Thrift Store Halo | “I Still Love Christmas” (2018)
Written by band members Frank Gradishar and Lance Tawzer, this perky, melody-rich celebration of the holiday finds Chicago’s Thrift Store Halo in a fun, spirit-of-the-season-esque mood and espousing a welcome sense of humor.

Everything is on the table at Christmas–greeting cards, holly wreaths, kid-made ornaments, snowmen, egg nog shakes, and “presents wrapped in gold and plaid (like granddad’s pants).” “It’s the one time each year the whole world is filled with joy and cheer,” Frank sings.

You’ll love this one.

black box Where to Get It: Bandcamp

The Weeklings | “Christmas Time is Here Again” and “Revolution Wonderland” (2017)
New Jersey’s Fab Four–Lefty, Zeke, Rocky and Smokestack–convened in the waning months of 2017 to record a pair of holiday classics chock full of the usual Weeklings Easter eggs and brimming with a whole lot of fun.

In case you missed them the first time around, the Beatles’ “Christmas Time is Here Again” got Weeklingsized by incorporating elements from the Fabs’ “Flying,” “The Continuing Story of Bungalow Bill,” and “Baby, You’re a Rich Man.” And of “Revolution Wonderland”? Well, in this seasonal mashup, “Revolution” meets “Winter Wonderland” meets “Jingle Bell Rock” meets the coolest shoo-be-doo-wah vibe you’ll encounter this or any other year.

Follow Santa on his sleigh, with all of his reindeer and his custom North Pole GPS to add these full-of-good-cheer tunes to your Christmas gifting lists.

black box Where to Get It: “Christmas Time is Here Again”: Amazon, iTunes
“Revolution Wonderland”: Amazon, iTunes

Big Stir Double-A-Side Christmas Single (2018):
Kai Danzberg | “If Santa”
Blake Jones and the Trike Shop | “String Lights and Hold On”

The eighth in the continuing series of digital singles being released by Big Stir Records strikes a decidedly festive Christmasy chord (or two or more!) with holiday tunes from Kai Danzberg and Blake Jones and the Trike Shop.

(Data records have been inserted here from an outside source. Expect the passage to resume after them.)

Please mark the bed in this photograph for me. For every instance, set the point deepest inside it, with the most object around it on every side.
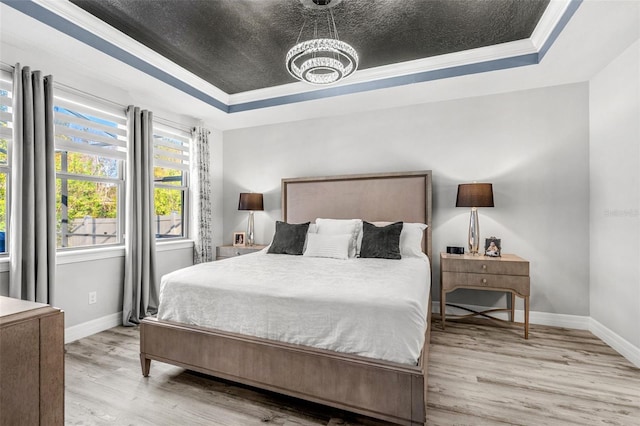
(388, 390)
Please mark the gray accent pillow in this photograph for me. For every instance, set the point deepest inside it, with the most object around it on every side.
(289, 238)
(381, 241)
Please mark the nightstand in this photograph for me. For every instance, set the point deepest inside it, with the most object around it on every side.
(508, 273)
(225, 252)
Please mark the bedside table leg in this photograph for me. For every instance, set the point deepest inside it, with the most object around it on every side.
(526, 317)
(513, 307)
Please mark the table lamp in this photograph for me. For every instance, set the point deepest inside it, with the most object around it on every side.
(474, 195)
(253, 202)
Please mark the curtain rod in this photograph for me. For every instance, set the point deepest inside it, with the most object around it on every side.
(56, 84)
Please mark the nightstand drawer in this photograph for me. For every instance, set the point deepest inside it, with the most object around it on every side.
(518, 283)
(224, 252)
(486, 266)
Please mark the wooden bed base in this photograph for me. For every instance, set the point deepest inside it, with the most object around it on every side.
(384, 390)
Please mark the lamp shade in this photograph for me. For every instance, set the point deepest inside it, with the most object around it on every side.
(475, 195)
(250, 201)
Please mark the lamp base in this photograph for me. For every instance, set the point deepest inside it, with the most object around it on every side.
(250, 235)
(474, 232)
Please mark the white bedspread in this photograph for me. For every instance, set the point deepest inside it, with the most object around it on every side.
(375, 308)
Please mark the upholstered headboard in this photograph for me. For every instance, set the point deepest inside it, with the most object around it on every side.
(404, 196)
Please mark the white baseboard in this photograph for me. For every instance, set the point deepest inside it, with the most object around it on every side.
(577, 322)
(621, 345)
(88, 328)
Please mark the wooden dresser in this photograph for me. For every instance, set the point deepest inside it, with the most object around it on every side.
(224, 252)
(508, 273)
(31, 363)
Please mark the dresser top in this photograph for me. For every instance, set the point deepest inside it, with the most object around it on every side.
(10, 306)
(482, 258)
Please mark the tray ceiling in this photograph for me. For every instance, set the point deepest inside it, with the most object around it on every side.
(240, 45)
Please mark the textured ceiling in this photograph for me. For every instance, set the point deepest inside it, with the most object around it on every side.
(240, 45)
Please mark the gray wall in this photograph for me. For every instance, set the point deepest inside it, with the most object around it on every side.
(615, 195)
(76, 276)
(532, 145)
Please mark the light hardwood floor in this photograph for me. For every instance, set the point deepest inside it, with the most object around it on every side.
(478, 375)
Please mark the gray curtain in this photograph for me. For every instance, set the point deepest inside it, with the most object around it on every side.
(140, 297)
(201, 187)
(32, 225)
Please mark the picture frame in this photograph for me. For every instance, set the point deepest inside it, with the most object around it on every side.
(492, 247)
(239, 239)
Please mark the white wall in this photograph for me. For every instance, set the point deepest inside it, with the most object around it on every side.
(532, 145)
(79, 273)
(615, 196)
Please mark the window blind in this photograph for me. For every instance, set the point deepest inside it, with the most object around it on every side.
(170, 147)
(86, 126)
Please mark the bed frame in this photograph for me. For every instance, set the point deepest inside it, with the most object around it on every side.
(384, 390)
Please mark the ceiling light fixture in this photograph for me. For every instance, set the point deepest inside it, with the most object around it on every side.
(322, 60)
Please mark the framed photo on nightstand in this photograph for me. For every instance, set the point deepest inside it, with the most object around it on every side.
(492, 247)
(239, 239)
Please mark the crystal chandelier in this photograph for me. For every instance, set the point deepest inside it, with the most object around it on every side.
(322, 60)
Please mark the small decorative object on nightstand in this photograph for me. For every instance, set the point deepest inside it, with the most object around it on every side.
(225, 252)
(508, 273)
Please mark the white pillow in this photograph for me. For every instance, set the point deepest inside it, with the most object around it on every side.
(410, 238)
(352, 227)
(325, 245)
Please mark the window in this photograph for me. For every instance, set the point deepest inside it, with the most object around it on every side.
(90, 153)
(6, 128)
(170, 173)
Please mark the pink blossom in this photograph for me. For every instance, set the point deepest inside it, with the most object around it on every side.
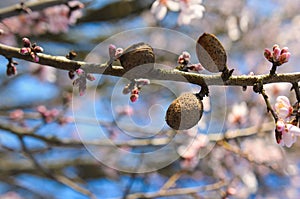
(190, 9)
(276, 53)
(25, 51)
(112, 51)
(126, 90)
(289, 135)
(134, 97)
(278, 56)
(196, 67)
(119, 52)
(184, 58)
(160, 8)
(268, 55)
(283, 107)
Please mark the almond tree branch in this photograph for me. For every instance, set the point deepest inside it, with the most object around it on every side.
(63, 63)
(32, 5)
(179, 191)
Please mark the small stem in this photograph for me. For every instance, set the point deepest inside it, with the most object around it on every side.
(269, 107)
(273, 69)
(203, 92)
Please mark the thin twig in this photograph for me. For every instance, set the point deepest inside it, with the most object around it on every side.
(269, 107)
(179, 191)
(63, 63)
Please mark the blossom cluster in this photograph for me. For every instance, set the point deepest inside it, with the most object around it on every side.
(134, 88)
(286, 130)
(184, 61)
(278, 56)
(189, 9)
(31, 49)
(114, 53)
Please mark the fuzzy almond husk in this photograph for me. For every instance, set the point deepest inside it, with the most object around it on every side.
(139, 55)
(184, 112)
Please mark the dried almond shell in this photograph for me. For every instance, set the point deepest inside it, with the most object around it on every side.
(184, 112)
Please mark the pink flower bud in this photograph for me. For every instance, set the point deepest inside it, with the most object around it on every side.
(71, 74)
(41, 109)
(186, 55)
(25, 51)
(280, 126)
(90, 77)
(26, 42)
(184, 58)
(36, 59)
(38, 49)
(275, 46)
(268, 55)
(80, 72)
(126, 90)
(135, 91)
(134, 97)
(284, 50)
(112, 51)
(283, 58)
(276, 54)
(11, 70)
(119, 52)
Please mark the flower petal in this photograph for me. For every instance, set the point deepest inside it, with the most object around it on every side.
(288, 139)
(294, 130)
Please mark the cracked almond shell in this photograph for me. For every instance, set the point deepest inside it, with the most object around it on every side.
(184, 112)
(211, 53)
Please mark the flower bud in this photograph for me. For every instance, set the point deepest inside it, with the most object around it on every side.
(283, 58)
(71, 74)
(268, 55)
(276, 53)
(280, 126)
(126, 90)
(284, 50)
(26, 42)
(134, 97)
(90, 77)
(118, 52)
(25, 51)
(11, 70)
(112, 51)
(80, 72)
(38, 49)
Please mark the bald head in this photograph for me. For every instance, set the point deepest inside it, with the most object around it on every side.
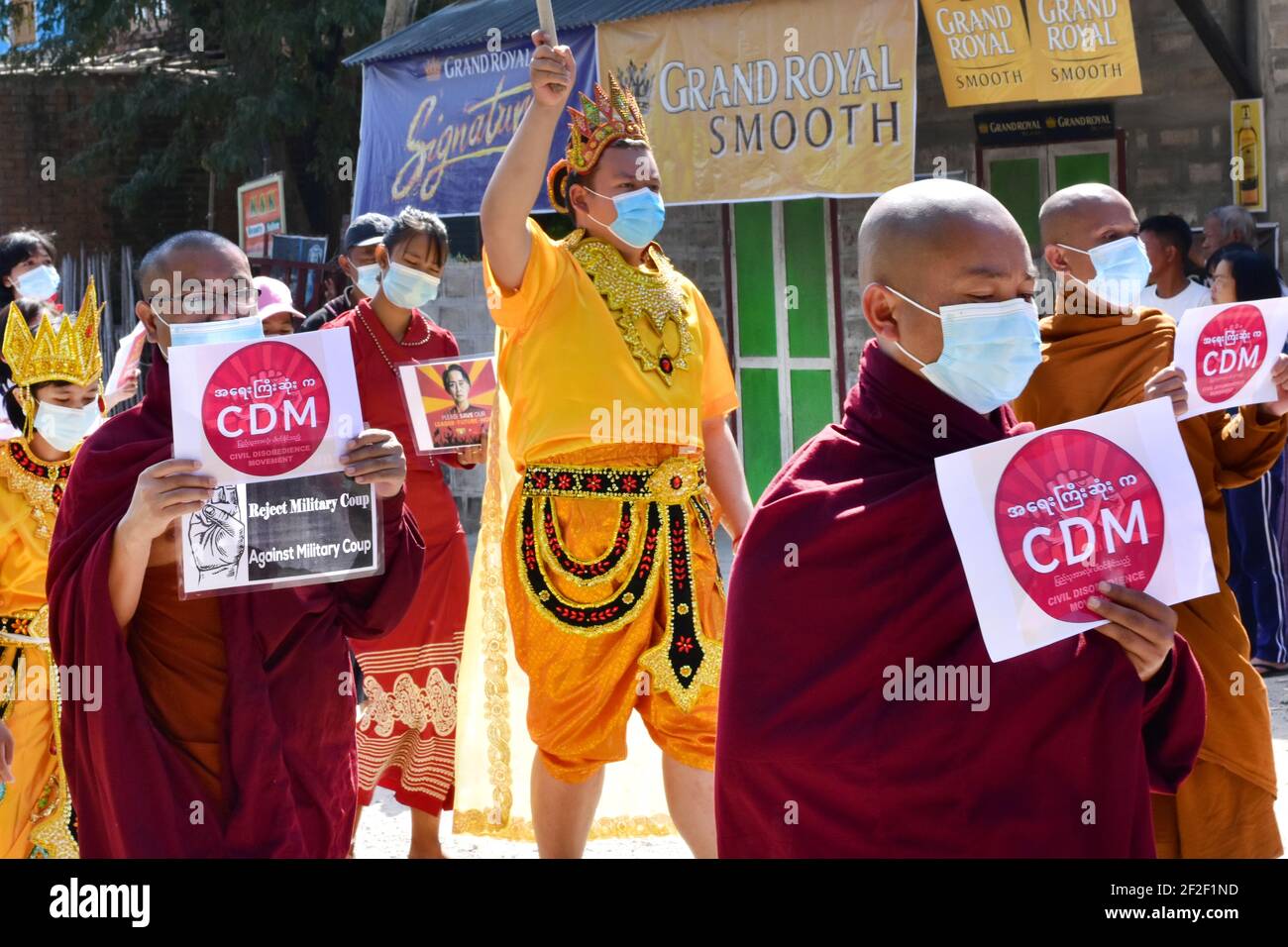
(935, 243)
(166, 258)
(930, 221)
(1073, 214)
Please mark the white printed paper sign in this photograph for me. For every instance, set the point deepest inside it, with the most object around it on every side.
(1228, 354)
(283, 532)
(1039, 519)
(267, 408)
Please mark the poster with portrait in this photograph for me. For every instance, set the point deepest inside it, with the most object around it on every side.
(261, 214)
(450, 401)
(269, 420)
(1041, 519)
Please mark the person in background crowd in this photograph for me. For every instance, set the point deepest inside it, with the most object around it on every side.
(54, 402)
(27, 266)
(334, 281)
(407, 731)
(589, 625)
(1225, 226)
(1167, 241)
(223, 731)
(1257, 512)
(277, 308)
(359, 262)
(1103, 352)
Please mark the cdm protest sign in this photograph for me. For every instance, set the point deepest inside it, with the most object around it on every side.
(1050, 51)
(773, 98)
(1041, 519)
(982, 50)
(1228, 354)
(269, 420)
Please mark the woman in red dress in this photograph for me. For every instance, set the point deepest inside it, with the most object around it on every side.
(407, 729)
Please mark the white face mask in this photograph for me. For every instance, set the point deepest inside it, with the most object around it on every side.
(64, 427)
(407, 287)
(39, 283)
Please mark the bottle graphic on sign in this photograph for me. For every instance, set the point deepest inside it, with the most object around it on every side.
(1245, 145)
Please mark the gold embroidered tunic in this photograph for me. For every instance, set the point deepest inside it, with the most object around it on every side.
(35, 810)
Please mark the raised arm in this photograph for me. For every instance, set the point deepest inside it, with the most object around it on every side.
(520, 172)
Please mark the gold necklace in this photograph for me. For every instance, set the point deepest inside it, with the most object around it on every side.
(39, 482)
(632, 294)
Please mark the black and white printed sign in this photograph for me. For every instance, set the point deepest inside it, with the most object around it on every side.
(291, 531)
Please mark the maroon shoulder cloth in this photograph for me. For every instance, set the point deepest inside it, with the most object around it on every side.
(287, 746)
(849, 570)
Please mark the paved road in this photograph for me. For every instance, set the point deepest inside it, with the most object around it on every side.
(386, 827)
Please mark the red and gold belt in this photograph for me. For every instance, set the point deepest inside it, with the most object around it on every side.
(652, 540)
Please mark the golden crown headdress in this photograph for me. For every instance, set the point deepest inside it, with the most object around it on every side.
(608, 118)
(69, 354)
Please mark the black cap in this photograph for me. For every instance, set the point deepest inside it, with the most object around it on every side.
(366, 230)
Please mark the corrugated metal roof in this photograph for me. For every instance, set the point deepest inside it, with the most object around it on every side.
(465, 24)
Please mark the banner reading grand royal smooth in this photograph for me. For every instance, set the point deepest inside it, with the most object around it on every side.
(773, 98)
(983, 51)
(1083, 50)
(434, 127)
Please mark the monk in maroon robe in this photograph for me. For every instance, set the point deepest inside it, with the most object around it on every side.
(848, 578)
(226, 727)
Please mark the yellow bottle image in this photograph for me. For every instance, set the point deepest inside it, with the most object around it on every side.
(1245, 146)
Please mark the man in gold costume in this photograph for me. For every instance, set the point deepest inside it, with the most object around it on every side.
(54, 398)
(610, 574)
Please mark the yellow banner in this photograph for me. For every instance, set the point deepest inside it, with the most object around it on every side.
(1248, 158)
(1083, 50)
(773, 98)
(983, 51)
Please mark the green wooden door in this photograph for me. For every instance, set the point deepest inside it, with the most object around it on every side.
(786, 360)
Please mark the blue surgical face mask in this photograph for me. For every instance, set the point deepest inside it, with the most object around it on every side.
(64, 427)
(40, 283)
(640, 215)
(369, 279)
(991, 350)
(407, 287)
(245, 329)
(1122, 269)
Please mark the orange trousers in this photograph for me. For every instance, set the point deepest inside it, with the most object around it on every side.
(584, 686)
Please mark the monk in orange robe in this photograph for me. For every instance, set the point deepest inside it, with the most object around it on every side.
(1100, 355)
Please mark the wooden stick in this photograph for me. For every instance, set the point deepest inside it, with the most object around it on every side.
(546, 16)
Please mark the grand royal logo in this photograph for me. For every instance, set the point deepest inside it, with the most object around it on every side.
(639, 80)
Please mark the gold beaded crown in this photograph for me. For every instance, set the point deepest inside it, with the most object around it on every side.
(608, 118)
(71, 354)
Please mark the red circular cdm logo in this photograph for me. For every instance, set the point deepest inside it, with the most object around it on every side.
(1232, 347)
(1074, 509)
(266, 408)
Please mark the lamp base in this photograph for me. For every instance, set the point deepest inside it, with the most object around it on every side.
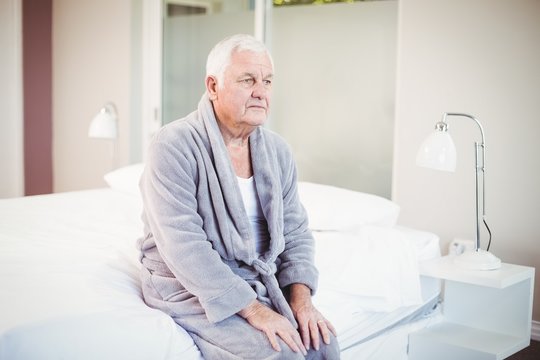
(478, 260)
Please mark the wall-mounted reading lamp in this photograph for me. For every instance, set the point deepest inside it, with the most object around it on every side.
(439, 152)
(105, 123)
(105, 126)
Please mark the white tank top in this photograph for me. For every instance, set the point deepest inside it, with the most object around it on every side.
(252, 204)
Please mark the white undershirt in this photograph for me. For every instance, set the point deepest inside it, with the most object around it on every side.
(252, 204)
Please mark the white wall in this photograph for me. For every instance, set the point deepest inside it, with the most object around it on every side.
(480, 57)
(91, 65)
(334, 91)
(11, 121)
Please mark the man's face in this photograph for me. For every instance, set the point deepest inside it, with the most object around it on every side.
(243, 100)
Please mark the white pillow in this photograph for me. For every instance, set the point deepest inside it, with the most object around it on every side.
(332, 208)
(125, 179)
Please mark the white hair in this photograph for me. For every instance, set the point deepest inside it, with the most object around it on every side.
(219, 57)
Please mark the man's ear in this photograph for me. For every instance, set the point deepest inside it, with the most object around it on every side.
(211, 87)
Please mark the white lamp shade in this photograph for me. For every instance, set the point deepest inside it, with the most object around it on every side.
(437, 152)
(104, 125)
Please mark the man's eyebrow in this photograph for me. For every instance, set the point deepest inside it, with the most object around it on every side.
(269, 76)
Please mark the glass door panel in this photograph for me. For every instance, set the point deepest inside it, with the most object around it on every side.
(190, 29)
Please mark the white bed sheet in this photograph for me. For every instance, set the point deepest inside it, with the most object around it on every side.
(70, 285)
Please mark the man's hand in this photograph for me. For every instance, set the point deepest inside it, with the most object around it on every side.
(311, 322)
(271, 323)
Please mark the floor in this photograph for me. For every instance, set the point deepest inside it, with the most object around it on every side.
(532, 352)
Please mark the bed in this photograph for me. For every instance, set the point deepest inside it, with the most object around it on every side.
(69, 274)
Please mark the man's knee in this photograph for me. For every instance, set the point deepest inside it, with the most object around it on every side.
(326, 351)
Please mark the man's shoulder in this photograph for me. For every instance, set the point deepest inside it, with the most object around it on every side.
(178, 129)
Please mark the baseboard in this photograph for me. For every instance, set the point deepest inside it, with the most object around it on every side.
(535, 330)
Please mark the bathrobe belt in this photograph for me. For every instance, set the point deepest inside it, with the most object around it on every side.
(268, 278)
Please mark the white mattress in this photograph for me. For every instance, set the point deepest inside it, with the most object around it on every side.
(70, 286)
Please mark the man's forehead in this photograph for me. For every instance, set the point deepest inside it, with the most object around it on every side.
(248, 59)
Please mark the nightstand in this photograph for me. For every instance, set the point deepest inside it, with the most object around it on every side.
(487, 314)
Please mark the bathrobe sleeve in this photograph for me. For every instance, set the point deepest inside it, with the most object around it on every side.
(172, 194)
(298, 258)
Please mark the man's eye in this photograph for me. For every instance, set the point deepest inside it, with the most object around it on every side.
(248, 81)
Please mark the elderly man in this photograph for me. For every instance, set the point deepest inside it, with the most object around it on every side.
(227, 252)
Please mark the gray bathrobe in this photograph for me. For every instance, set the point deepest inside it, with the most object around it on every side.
(198, 255)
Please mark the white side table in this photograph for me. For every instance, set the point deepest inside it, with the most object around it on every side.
(487, 314)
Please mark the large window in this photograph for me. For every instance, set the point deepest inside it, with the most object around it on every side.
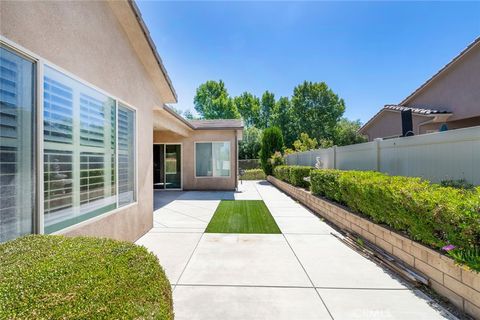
(212, 159)
(79, 151)
(17, 137)
(88, 159)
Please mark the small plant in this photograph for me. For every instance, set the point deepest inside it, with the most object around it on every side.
(469, 256)
(276, 159)
(457, 184)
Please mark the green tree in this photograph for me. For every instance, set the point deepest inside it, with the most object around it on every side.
(267, 107)
(305, 143)
(272, 141)
(213, 102)
(251, 143)
(346, 132)
(249, 108)
(282, 117)
(316, 109)
(188, 114)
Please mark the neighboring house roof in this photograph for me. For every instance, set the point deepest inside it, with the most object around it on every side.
(423, 111)
(399, 108)
(442, 70)
(217, 124)
(142, 24)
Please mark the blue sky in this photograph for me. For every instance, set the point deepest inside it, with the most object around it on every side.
(369, 53)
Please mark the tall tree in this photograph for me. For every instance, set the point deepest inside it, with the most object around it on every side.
(282, 117)
(213, 102)
(317, 110)
(249, 108)
(346, 133)
(267, 107)
(249, 146)
(272, 141)
(305, 143)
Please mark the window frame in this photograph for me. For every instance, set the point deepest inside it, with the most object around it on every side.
(40, 63)
(212, 176)
(37, 149)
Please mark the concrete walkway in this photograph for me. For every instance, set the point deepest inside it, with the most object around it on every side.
(304, 273)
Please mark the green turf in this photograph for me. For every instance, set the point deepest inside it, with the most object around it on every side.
(242, 216)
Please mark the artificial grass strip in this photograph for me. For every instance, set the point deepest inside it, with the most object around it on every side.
(242, 216)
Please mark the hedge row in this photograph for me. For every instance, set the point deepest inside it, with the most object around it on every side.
(428, 213)
(253, 174)
(293, 174)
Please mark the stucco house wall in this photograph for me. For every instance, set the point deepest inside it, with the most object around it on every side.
(190, 182)
(86, 39)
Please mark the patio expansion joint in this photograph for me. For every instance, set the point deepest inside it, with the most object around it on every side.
(304, 270)
(188, 261)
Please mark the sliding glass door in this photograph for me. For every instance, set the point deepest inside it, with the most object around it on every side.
(167, 159)
(17, 141)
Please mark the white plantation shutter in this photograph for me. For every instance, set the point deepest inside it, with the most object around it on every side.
(79, 151)
(126, 156)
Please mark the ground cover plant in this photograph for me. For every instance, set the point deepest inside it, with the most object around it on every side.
(57, 277)
(434, 215)
(242, 216)
(253, 174)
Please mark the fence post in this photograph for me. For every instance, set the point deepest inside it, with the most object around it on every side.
(377, 150)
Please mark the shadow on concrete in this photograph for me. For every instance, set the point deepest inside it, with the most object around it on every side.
(163, 198)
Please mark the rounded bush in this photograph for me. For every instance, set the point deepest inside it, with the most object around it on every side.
(57, 277)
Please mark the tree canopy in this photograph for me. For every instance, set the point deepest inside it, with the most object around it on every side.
(213, 102)
(313, 109)
(249, 108)
(317, 110)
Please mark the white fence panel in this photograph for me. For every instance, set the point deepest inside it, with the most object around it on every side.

Danzberg and Jones travel different-sounding paths on their way to stirring up their pots of Christmas magic. Danzberg’s “If Santa” is an upbeat, joyous Phil Spectory exercise with Paul McCartney bass lines, horns and, of course, bells. Jones presents his Christmas tune as art-rock-meets-quirky for a wholly different holiday experience. Both are more-than-worthy, Christmasy choices for gift-giving this holiday season.

black box Where to Get It: Big Stir Digital Singles

Lannie Flowers “Christmas Without You” (2018)
While his fans wait patiently for his new album Home to land, Lannie Flowers has been releasing new songs each month, independent of that release. “Christmas Without You,” newly remixed and remastered from its 2011 appearance, is the 10th in the series. It’s a typically catchy, jangly, melodic slice of melodic pop about wanting and needing the people we love to be with us at Christmas. “Christmas Without You” is a free download at the Spyderpop Records website.

black box Where to Get It: Spyderpop Records

Win a Pair of Presents!

Enter below to win a pair of melodic presents for the holiday season from Pure Pop Radio (the Monkees’ Christmas Party and the Grip Weeds’ Under the Influence of Christmas). Be sure to fill in all fields (type “Monkees Grip” in the Comment field), and send the completed form to us by tomorrow, Thursday, December 20, at noon ET. US residents only. Good luck!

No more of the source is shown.